José Utrera Molina
Yo tenía catorce años cuando me acerqué al Cuartel de Capuchinos de Málaga con la decidida intención de alistarme en las filas de la División Azul. El brigada Espinosa, que tomaba nota, nos rechazó a mí y a un amigo con cajas destempladas por imberbes e insensatos. De eso hace ya muchísimos años. Desde entonces no he dejado de proclamar en todas las ocasiones donde me fue posible mi delirante devoción por aquel grupo de españoles sin tacha, que ofrecieron generosamente su vida por España combatiendo el comunismo. Todos eran jóvenes, apenas si habían cumplido los veinte años pero tenían el corazón henchido de patriotismo y la voluntad acorde con el coraje de los mejores soldados.
Tuve la ocasión de tener relación y amistad con muchos de los que partieron a Rusia, entre ellos el laureado capitán Palacios , el comandante Oroquieta, el inolvidable teniente Miguel Altura, y así podría seguir y me faltaría la tinta para grabar sus nombres. No hubo en aquel grupo de espléndidos muchachos el menor afán de beneficio propio. Nada que no fuese ilustre movía las almas de aquellos españoles. Un afán limpio, no de aventura, sino de nobleza, movía los resortes íntimos de sus jóvenes corazones. Yo los vi partir emocionado cuando se dirigían al frente. Todos con una sonrisa, todos con una canción, todos bajo una bandera.
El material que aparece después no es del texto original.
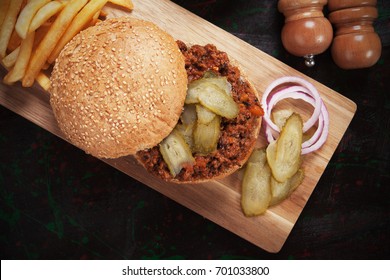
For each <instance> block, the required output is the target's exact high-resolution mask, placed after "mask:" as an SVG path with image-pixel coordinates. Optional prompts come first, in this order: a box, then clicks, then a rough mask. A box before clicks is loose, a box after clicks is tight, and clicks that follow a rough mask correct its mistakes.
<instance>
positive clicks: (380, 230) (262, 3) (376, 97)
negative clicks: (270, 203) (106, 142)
mask: <svg viewBox="0 0 390 280" xmlns="http://www.w3.org/2000/svg"><path fill="white" fill-rule="evenodd" d="M174 2H176V3H178V4H179V5H181V6H183V7H185V8H187V9H189V10H190V11H192V12H194V13H196V14H198V15H199V16H201V17H203V18H204V19H206V20H208V21H210V22H212V23H214V24H216V25H218V26H220V27H221V28H223V29H225V30H226V31H228V32H231V33H233V34H234V35H236V36H237V37H239V38H241V39H243V40H245V41H247V42H249V43H250V44H252V45H254V46H255V47H257V48H259V49H261V50H263V51H264V52H266V53H268V54H270V55H272V56H274V57H276V58H277V59H279V60H281V61H282V62H284V63H286V64H288V65H290V66H292V67H294V68H295V69H297V70H299V71H301V72H303V73H304V74H306V75H308V76H310V77H312V78H314V79H316V80H317V81H319V82H321V83H323V84H325V85H327V86H328V87H330V88H332V89H334V90H336V91H338V92H340V93H341V94H343V95H344V96H346V97H348V98H349V99H351V100H353V101H354V102H355V103H356V104H357V107H358V109H357V113H356V115H355V117H354V119H353V120H352V123H351V125H350V126H349V128H348V130H347V132H346V134H345V136H344V137H343V139H342V141H341V142H340V145H339V146H338V148H337V150H336V153H335V154H334V156H333V157H332V159H331V161H330V162H329V165H328V167H327V168H326V170H325V172H324V174H323V176H322V177H321V179H320V181H319V183H318V185H317V187H316V189H315V191H314V192H313V194H312V196H311V197H310V199H309V201H308V203H307V205H306V207H305V208H304V210H303V212H302V214H301V216H300V218H299V219H298V222H297V223H296V225H295V227H294V228H293V230H292V232H291V234H290V236H289V238H288V239H287V241H286V243H285V245H284V247H283V248H282V250H281V251H280V252H279V253H277V254H271V253H267V252H265V251H264V250H262V249H260V248H258V247H256V246H254V245H252V244H250V243H249V242H247V241H245V240H243V239H241V238H240V237H238V236H236V235H234V234H233V233H230V232H229V231H227V230H225V229H223V228H221V227H219V226H218V225H216V224H214V223H212V222H210V221H208V220H206V219H204V218H203V217H201V216H199V215H198V214H196V213H193V212H192V211H190V210H188V209H186V208H184V207H182V206H181V205H178V204H177V203H175V202H173V201H171V200H170V199H168V198H166V197H164V196H162V195H161V194H159V193H157V192H155V191H153V190H151V189H150V188H148V187H146V186H144V185H142V184H141V183H139V182H137V181H135V180H133V179H132V178H130V177H128V176H126V175H124V174H122V173H120V172H119V171H117V170H115V169H113V168H112V167H110V166H108V165H106V164H104V163H103V162H101V161H99V160H97V159H95V158H93V157H91V156H88V155H86V154H85V153H84V152H82V151H80V150H78V149H77V148H75V147H73V146H71V145H70V144H68V143H66V142H65V141H63V140H61V139H59V138H57V137H56V136H53V135H52V134H50V133H48V132H47V131H45V130H43V129H41V128H39V127H37V126H36V125H34V124H32V123H30V122H29V121H27V120H25V119H23V118H22V117H20V116H18V115H16V114H15V113H13V112H11V111H9V110H7V109H5V108H4V107H2V106H0V248H1V249H0V257H1V259H388V258H389V257H390V175H389V171H390V117H389V115H390V1H387V0H382V1H381V0H379V1H378V10H379V18H378V20H377V21H376V23H375V29H376V31H377V32H378V34H379V35H380V37H381V40H382V45H383V50H382V56H381V58H380V60H379V61H378V63H377V64H376V65H375V66H373V67H371V68H369V69H363V70H350V71H346V70H341V69H340V68H338V67H337V66H336V65H335V64H334V63H333V61H332V59H331V55H330V53H329V51H327V52H325V53H324V54H322V55H320V56H318V57H317V59H316V60H317V65H316V66H315V67H314V68H306V66H305V65H304V64H303V61H302V59H300V58H297V57H294V56H292V55H290V54H288V53H287V52H286V51H285V50H284V48H283V46H282V44H281V41H280V31H281V28H282V26H283V21H284V16H283V15H282V14H280V13H279V12H278V11H277V8H276V4H277V1H275V0H273V1H257V0H248V1H244V0H235V1H218V0H214V1H213V0H211V1H206V0H203V1H202V0H196V1H183V0H176V1H174ZM259 71H261V69H259Z"/></svg>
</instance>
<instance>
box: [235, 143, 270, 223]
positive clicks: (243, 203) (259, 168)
mask: <svg viewBox="0 0 390 280" xmlns="http://www.w3.org/2000/svg"><path fill="white" fill-rule="evenodd" d="M270 180H271V170H270V168H269V166H268V164H267V160H266V153H265V150H264V149H256V150H255V151H254V152H253V153H252V156H251V158H250V159H249V160H248V162H247V164H246V167H245V172H244V178H243V181H242V193H241V208H242V210H243V212H244V214H245V216H247V217H251V216H257V215H261V214H263V213H264V212H265V211H266V210H267V208H268V206H269V203H270V201H271V187H270Z"/></svg>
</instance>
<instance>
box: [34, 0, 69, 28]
mask: <svg viewBox="0 0 390 280" xmlns="http://www.w3.org/2000/svg"><path fill="white" fill-rule="evenodd" d="M64 6H65V2H60V1H50V2H49V3H47V4H46V5H44V6H43V7H42V8H40V9H39V10H38V12H37V13H36V14H35V16H34V17H33V19H32V20H31V23H30V26H29V29H28V32H32V31H35V30H37V29H38V28H39V27H40V26H41V25H43V24H45V23H46V22H47V21H48V20H49V19H50V18H51V17H52V16H54V15H56V14H58V13H59V12H60V11H61V10H62V9H63V8H64Z"/></svg>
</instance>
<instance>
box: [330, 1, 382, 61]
mask: <svg viewBox="0 0 390 280" xmlns="http://www.w3.org/2000/svg"><path fill="white" fill-rule="evenodd" d="M376 2H377V1H376V0H329V3H328V8H329V11H330V14H329V20H330V22H331V23H333V24H334V26H335V29H336V32H335V33H336V34H335V38H334V40H333V44H332V47H331V53H332V57H333V60H334V62H335V63H336V64H337V65H338V66H339V67H340V68H343V69H358V68H367V67H371V66H372V65H374V64H375V63H376V62H377V61H378V59H379V57H380V55H381V51H382V45H381V40H380V38H379V36H378V34H377V33H375V30H374V27H373V22H374V20H375V19H376V18H377V17H378V10H377V8H376Z"/></svg>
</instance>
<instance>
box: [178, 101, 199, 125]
mask: <svg viewBox="0 0 390 280" xmlns="http://www.w3.org/2000/svg"><path fill="white" fill-rule="evenodd" d="M180 120H181V122H182V123H183V124H185V125H194V124H195V123H196V120H197V116H196V108H195V105H192V104H189V105H184V109H183V112H182V113H181V116H180Z"/></svg>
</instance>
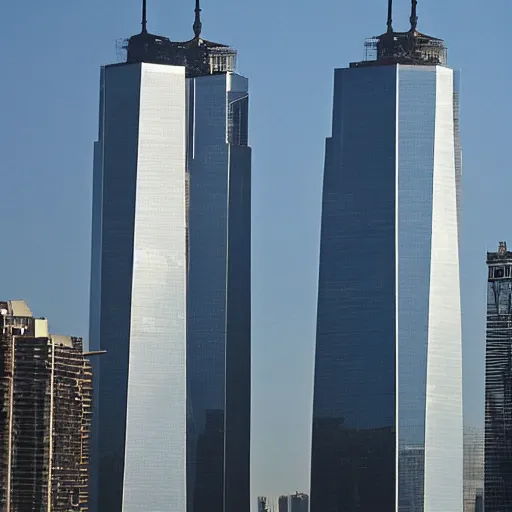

Fueron a la muerte cantando, algo incomprensible para aquellos que tienen la desfachatez, la indignidad y la desvergüenza de atacar ahora la memoria de esos españoles, la mayoría de los cuales reposan sobre las tierras de Rusia y de España.
Aquellos 45.000 españoles escribieron algunas de las gestas más gloriosas de toda la historia del Ejército español y causaron la admiración y el respeto de todas las naciones. Podría relatar hechos verdaderamente increíbles realizados por las gentes de la División Azul. No cabrían en un libro, ni en un anecdotario interesado. Desbordan todo límite, toda relación de prudencia que pudiera establecerse entre los que iban a combatir y a morir por España.
Hoy me dicen que alguien cuyo nombre no quiero ni siquiera nombrar aquí, ha ofendido a todos los que marcharon a la División Azul, incluidos los más de 5.000 muertos cuyos cuerpos quedaron para siempre en las heladas estepas rusas. Y una vez más, como haré mientras me quede algo de vida, no me resigno a permanecer callado. Desde mis casi noventa años alzo mi voz, levanto mis nervios, tenso mis ya frágiles músculos para denunciar esta infame provocación realizada por el jefe de esos que dicen llamarse Podemos.
Nosotros sí que podemos defender una bandera, podemos cumplir con nuestro honor, podemos envidiar la hermosa muerte de tantos jóvenes españoles y sublevar nuestro ánimo maltrecho contra los que cobardemente son capaces de herir, no ya a los muertos enterrados, sino a aquellos que todavía tienen en su corazón un último latido en sus pechos combatientes. Admiro y lo proclamo con toda la fuerza de mi corazón a aquella fuerza militar que tanta gloria nos supuso. Aquel puñado de jóvenes que se adelantaron a su tiempo grabando en las picas de la posición intermedia el valor y la dignidad de toda una nación, que no tuvieron otro horizonte que el de honrar y enriquecer con sus pechos y con sus manos la eterna canción que nos consuela frente a tanta bellaquería e indignidad como la que estamos ahora presenciando.